A 2020 review published in the Physiology of Thermal Therapy found that regular sauna or hot tub bathing had comparable health benefits to low or moderate intensity aerobic exercise, such as walking, jogging and cycling. However, co-author Charles Steward warned couch potatoes against complacency. “Regular saunas or baths are unable to replicate all the health benefits of exercise training, such as promoting fat loss and increasing muscle mass,” he wrote in the Conversation.
As someone who wears flip-flops at the public pool and around shared campground facilities for fear of contracting plantar warts, I wonder what hazards hide amid the bubbles. According to Edith Cowan University’s environmental health leader, Dr Edmore Masaka, water-holding environments may harbour pathogens such as legionella and pseudomonas – opportunistic bacteria that cause disease mainly in people with underlying health conditions. “Combine that with warmer temperatures and you actually increase the potential for the growth of certain types of bacteria,” he says.
However, Masaka points out that the Australian standards that apply to the design of public facilities, along with the filtration, disinfection and monitoring requirements imposed by state governments and implemented by local authorities, go a long way in controlling outbreaks of pathogen-caused disease.

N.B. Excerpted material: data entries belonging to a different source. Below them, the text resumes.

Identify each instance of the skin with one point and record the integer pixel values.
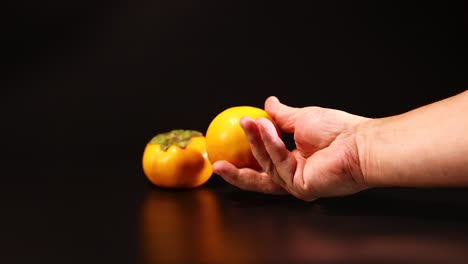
(338, 153)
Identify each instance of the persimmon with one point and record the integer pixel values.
(177, 159)
(226, 140)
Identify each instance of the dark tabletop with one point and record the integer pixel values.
(110, 213)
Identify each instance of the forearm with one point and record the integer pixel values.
(425, 147)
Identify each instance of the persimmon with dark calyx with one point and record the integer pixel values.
(177, 159)
(226, 140)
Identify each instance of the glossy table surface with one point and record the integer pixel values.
(110, 213)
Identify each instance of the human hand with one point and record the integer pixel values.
(325, 162)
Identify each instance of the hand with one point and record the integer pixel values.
(325, 162)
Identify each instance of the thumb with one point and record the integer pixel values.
(283, 115)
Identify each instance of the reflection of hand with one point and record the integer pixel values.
(325, 162)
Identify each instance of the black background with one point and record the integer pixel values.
(99, 78)
(87, 83)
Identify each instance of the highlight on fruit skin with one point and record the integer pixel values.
(177, 159)
(226, 140)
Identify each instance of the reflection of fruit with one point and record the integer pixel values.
(226, 140)
(177, 159)
(187, 227)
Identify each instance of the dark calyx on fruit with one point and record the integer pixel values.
(178, 137)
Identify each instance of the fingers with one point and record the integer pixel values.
(246, 179)
(284, 116)
(283, 161)
(255, 140)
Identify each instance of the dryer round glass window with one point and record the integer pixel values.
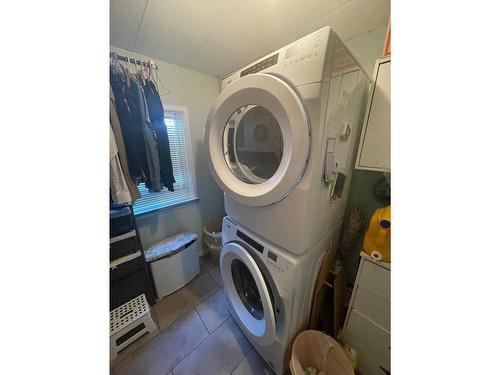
(253, 144)
(247, 289)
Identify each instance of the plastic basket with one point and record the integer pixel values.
(212, 237)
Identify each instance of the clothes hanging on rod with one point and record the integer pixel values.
(122, 155)
(157, 117)
(119, 189)
(143, 132)
(149, 152)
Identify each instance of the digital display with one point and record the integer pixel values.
(272, 256)
(257, 246)
(270, 61)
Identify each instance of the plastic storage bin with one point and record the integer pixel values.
(313, 349)
(212, 237)
(173, 262)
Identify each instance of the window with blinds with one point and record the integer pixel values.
(176, 123)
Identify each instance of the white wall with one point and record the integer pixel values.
(368, 47)
(196, 91)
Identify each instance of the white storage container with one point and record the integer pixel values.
(173, 262)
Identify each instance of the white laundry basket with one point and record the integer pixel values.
(212, 237)
(128, 322)
(173, 262)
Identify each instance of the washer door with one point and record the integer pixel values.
(258, 138)
(247, 293)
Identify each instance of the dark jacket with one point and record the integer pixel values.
(156, 116)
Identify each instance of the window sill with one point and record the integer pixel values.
(168, 208)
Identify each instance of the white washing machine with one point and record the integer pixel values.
(268, 290)
(277, 126)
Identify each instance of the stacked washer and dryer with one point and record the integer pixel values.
(281, 138)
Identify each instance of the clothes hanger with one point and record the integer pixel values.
(167, 91)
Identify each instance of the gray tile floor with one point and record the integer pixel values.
(195, 335)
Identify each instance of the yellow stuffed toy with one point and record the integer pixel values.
(377, 242)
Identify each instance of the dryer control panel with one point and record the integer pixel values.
(302, 61)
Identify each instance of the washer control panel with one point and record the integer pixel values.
(276, 262)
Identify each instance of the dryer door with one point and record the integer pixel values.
(258, 138)
(248, 296)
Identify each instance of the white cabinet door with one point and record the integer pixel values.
(374, 151)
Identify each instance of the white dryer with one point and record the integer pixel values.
(268, 290)
(270, 131)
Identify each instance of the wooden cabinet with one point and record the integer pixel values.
(367, 327)
(374, 150)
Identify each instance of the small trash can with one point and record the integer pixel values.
(173, 262)
(314, 352)
(212, 237)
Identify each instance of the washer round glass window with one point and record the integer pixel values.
(247, 289)
(253, 144)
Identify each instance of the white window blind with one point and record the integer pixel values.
(181, 163)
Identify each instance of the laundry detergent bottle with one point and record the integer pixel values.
(377, 242)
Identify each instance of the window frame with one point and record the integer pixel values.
(190, 161)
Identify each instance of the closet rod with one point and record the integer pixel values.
(134, 61)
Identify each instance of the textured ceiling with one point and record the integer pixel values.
(218, 36)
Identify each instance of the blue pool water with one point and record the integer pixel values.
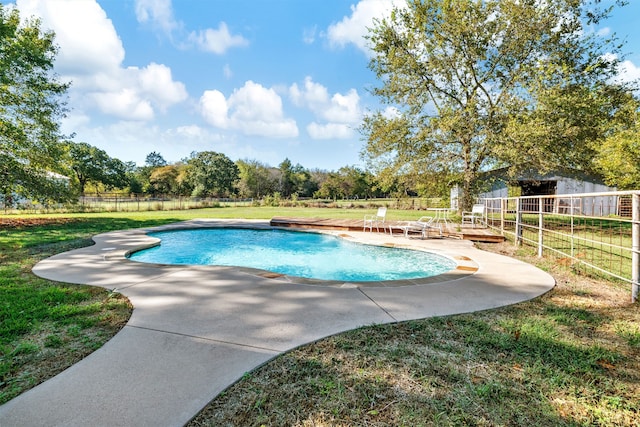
(309, 255)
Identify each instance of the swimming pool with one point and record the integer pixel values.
(300, 254)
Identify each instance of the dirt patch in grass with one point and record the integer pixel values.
(8, 222)
(570, 357)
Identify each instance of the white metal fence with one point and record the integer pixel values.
(596, 232)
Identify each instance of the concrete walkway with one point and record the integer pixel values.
(196, 330)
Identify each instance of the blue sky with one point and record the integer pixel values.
(253, 79)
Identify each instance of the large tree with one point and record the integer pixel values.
(31, 104)
(211, 174)
(90, 164)
(463, 79)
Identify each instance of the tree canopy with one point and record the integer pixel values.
(211, 174)
(31, 104)
(471, 85)
(90, 164)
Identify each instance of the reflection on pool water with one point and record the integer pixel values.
(301, 254)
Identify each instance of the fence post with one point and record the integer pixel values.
(518, 230)
(503, 208)
(540, 226)
(635, 247)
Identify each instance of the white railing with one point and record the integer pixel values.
(594, 231)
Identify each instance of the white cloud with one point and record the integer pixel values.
(329, 131)
(226, 70)
(88, 41)
(217, 41)
(91, 56)
(629, 72)
(252, 109)
(214, 108)
(124, 104)
(341, 112)
(309, 35)
(158, 13)
(157, 84)
(352, 29)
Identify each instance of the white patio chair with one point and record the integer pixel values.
(377, 219)
(476, 216)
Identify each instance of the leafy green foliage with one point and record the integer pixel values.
(30, 105)
(211, 174)
(471, 85)
(93, 165)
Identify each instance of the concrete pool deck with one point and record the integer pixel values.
(195, 330)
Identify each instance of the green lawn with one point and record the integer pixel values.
(571, 357)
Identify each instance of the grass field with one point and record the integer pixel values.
(568, 358)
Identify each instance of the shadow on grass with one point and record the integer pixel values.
(459, 370)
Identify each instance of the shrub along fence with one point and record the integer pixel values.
(597, 233)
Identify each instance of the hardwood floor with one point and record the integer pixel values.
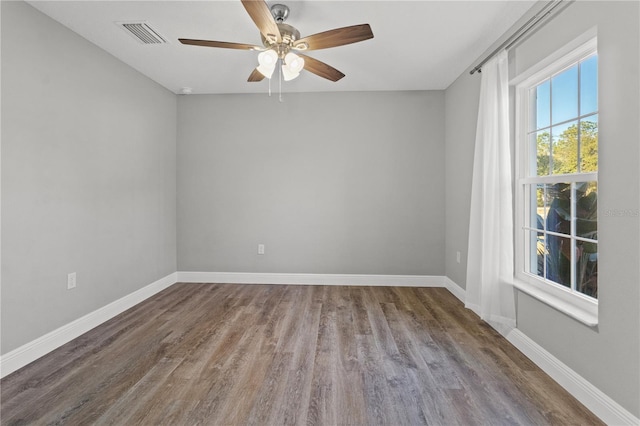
(277, 355)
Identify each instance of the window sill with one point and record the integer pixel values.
(580, 309)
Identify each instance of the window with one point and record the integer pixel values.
(557, 186)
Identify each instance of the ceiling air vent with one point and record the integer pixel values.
(143, 32)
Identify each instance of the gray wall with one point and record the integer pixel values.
(88, 177)
(607, 356)
(461, 116)
(329, 182)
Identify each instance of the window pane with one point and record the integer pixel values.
(564, 155)
(587, 268)
(564, 95)
(589, 144)
(558, 259)
(541, 141)
(538, 251)
(587, 210)
(558, 203)
(540, 97)
(539, 215)
(589, 85)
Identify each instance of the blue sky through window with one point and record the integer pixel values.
(557, 99)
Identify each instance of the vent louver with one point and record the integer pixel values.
(143, 32)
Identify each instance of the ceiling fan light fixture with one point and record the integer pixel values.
(267, 60)
(287, 74)
(294, 62)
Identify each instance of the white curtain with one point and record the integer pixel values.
(489, 291)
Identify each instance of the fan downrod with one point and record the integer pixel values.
(280, 12)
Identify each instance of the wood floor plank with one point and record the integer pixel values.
(289, 355)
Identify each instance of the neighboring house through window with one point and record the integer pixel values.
(557, 183)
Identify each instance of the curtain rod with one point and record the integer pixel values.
(528, 26)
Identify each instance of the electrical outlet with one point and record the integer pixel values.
(71, 281)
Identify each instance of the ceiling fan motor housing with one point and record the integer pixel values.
(289, 37)
(280, 12)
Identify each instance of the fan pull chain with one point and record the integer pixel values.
(280, 81)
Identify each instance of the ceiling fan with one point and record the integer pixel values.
(281, 41)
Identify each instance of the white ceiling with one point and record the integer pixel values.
(417, 45)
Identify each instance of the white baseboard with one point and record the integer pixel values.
(312, 279)
(35, 349)
(455, 289)
(593, 398)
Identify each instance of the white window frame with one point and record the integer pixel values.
(574, 304)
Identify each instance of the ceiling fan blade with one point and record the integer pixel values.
(255, 76)
(223, 44)
(321, 69)
(262, 17)
(337, 37)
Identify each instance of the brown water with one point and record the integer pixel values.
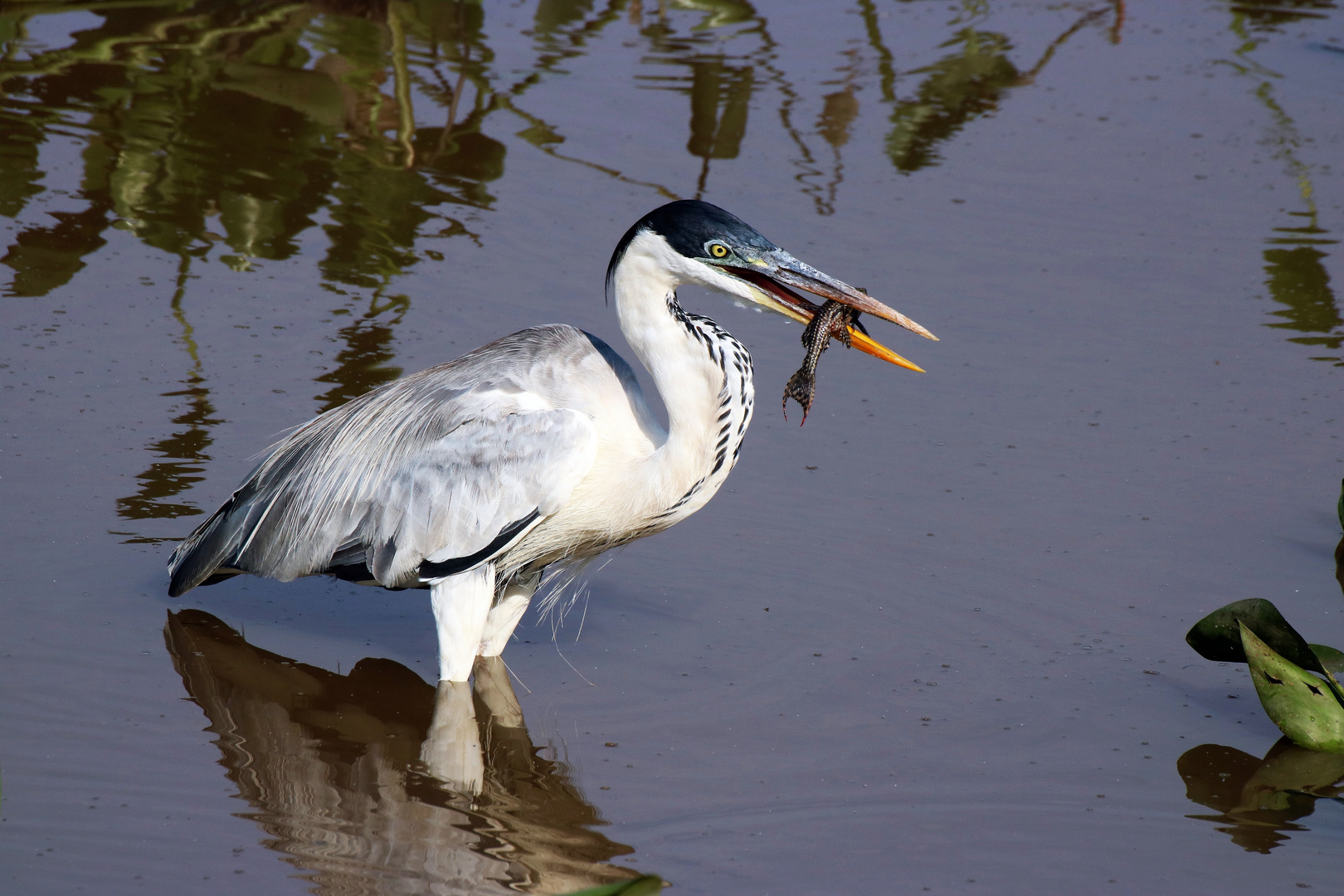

He is unaware of any outbreaks of illness arising from bathhouses in Australia. Public pools and splash parks, on the other hand, have been linked with cryptosporidium and other infections.
Covid transmission is possible in communal bathhouses, as with any other indoor gathering space, but whether higher humidity changes the risk profile is uncertain. “No specific research with Covid-19 has determined whether this makes a significant difference when compared with other environments,” Masaka says.
Both Dyson and Minas say they have extensive hygiene protocols. As for finicky wart-fearing folk like me, we can either wear our own footwear (Soak) or slip on a provided pair of slides (Sense of Self). “It’s just to keep everyone safe,” Minas says, adding that changing shoes is also “part of the ritual”.
Minas cautions that high temperatures make bathhouses unsuitable for pregnant people, but most others can partake. As for the reason to do so, she says: “Even if it gets you to stop thinking for a few moments … that’s a win.”